Efficiency of Crispr/Cas9 system by conjugation.

To verify the effectiveness of our system using Cas9 carried by a mobilizable plasmid, we contacted the number of events or a recipient cell (TOP10 PyrF::TEM-1) lost its red phenotype when losing its plasmid pSB4K5_bbaJ04450 after conjugation with a donor cell (S17-1) containing the mobilizable plasmid containing Cas9 and an anti-RFP RNA guide. A negative control was performed using a donor strain that did not include guide RNA. Donor cells were counted after dilution on LB kanamycin and recipients on LB ampicillin.
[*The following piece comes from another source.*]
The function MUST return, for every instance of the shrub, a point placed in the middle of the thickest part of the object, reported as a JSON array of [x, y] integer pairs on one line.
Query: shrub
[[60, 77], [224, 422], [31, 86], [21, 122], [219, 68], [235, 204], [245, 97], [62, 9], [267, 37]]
Colony counts are carried out three times for each dilution. The effectiveness of our system using Cas9 carried by a mobilizable plasmid give 27% for a D:R ratio 1:169.

Table 3: Averages of the counts before and after conjugation and transfer of the mobilizable plasmid pK18mob_CAS9. Averages achieved over three spreads per sample. The interval is given by twice the standard deviation.

Conjugation in fluorescence microscopy

To visualize at the scale of a cell, the effect of the transfer of a mobilizable plasmid, containing Cas9 and its RNA anti RFP guide, by conjugation: we performed a 60-minute time lapse on a mixture containing the donor strain (S17-1 with pK18mob_CAS9_sgRNA anti RFP and pSB4C5_R0010_E0840 (GFP)) and the recipient strain (DH5a with pSB4A5_J04450 (RFP)).